In this sense, notice does not only mean see, but also be open for it or expect it. When you are not open for a message, you perceive it as spam (products offered via Facebook, unwanted e-mail offers or buy my book-tweets). On the other side they are open when they expect a message, e.g. in a newsletter or information about the progress of your new book on facebook or twitter. 

In a second step, they should have valuable information available at hand. At best, there is a seamless handover between noticing, information and the ability to purchase and receive the product as fast as possible.

Last but not least, don't forget to track the success of your promotions. Only that way you can improve the success and with the possibility of the digital media it isn't even difficult. A simple way would be to use specific links that allows the tracking of each campaign.


 

Sales
Sales campaigns are temporary adjustments to the marketing mix in order to increase sales. Usually it includes a promotion combined with a price reduction or a value add. You could for example offer your book for a special week with a discount or offer two book at the price of one. In addition, you have to tell the world in one or the other way (newsletter, fellow blogger/podcaster). BookBub is a typical sales campaign. 

Product as well as place might change too, but not necessarily. Offering a signed copy is a change to the product and a sales campaign during a book signing is a change to place.

You have almost limitless options and combinations - some work better, some don't. I'm following The Creative Penn podcast and the Sell more Books podcast and I'm always astonished about their tips and ideas.


 
Portfolio Management
As soon as you have a second book out, you can start thinking about portfolio management. Again, there is no right or wrong. However, different combinations have different advantages. Spreading your stories over different online channels might reduce the cluster risk, but it also dilutes sales. Offering some stories on KDP and others on Kindle unlimited gives you different type of income streams, you can even think of grandfathering stories on Kindle unlimited or writing a Kindle unlimited series. Again, sky is the limit.

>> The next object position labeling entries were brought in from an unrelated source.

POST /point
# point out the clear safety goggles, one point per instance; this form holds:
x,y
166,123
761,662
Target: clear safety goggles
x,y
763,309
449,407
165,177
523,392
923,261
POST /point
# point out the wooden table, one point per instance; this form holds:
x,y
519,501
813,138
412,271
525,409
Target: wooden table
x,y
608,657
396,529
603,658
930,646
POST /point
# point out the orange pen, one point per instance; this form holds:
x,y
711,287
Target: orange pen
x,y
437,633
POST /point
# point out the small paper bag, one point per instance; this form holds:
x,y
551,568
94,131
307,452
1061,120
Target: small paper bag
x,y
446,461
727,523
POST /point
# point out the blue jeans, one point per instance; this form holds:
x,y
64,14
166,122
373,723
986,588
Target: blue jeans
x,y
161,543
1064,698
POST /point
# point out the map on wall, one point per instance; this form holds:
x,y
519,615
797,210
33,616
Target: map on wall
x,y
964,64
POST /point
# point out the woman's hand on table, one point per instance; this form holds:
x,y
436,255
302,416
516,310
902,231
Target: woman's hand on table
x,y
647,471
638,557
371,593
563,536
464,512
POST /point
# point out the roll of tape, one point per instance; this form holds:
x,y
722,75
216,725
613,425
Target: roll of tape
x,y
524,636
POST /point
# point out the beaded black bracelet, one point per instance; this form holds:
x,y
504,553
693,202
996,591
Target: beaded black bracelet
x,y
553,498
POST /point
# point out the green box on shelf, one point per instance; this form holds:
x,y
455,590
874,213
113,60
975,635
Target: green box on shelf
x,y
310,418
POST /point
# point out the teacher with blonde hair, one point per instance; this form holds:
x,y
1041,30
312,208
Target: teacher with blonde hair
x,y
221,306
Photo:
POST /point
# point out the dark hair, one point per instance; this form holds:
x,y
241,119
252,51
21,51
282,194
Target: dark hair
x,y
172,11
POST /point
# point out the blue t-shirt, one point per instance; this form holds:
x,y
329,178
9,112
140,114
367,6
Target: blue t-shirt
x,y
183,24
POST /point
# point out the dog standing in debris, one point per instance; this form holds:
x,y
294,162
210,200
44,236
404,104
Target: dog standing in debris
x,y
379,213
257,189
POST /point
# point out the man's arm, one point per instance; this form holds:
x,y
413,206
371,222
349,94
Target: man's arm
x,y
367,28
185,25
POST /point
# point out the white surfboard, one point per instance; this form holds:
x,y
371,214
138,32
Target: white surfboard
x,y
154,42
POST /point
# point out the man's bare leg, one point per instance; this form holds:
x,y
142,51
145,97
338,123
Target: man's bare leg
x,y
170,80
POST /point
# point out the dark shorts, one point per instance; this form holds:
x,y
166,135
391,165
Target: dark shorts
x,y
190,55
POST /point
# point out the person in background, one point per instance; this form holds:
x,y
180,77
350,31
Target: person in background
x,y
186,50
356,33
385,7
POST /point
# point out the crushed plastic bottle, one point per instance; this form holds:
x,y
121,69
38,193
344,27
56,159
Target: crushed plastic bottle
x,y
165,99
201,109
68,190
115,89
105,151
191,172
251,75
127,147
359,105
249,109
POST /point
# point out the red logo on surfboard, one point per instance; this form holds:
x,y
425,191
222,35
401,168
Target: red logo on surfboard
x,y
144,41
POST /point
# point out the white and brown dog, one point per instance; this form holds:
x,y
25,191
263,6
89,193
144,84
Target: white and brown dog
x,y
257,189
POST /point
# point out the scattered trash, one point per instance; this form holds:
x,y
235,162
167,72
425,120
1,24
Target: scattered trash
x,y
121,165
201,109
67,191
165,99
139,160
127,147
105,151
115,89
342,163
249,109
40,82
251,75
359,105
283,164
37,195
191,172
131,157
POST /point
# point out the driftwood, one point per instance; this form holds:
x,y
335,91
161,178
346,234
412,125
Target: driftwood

But why do you tell me all this?
Often, when I read blog posts or listen to podcasts, the terms and ideas are mixed up. Promotion is called marketing and then the article is about sales activities, or in another example the place and product are completely ignored and it is all about getting your name out.

Marketing is much more; a strategic way of thinking in order to generate optimal revenues and sales campaigns are tactical ways to boost sales in a given timeframe.

The moment all i's are dotted and all t's are crosed, the details of the market introduction should be defined and the promotion should already have started. However, it should be a well thought-out decision rather than just the way the author always did it. And after it is published, the author has to change the hat and stay on top of it - keep the ball rolling. Then it's time for thought-out sales campaigns.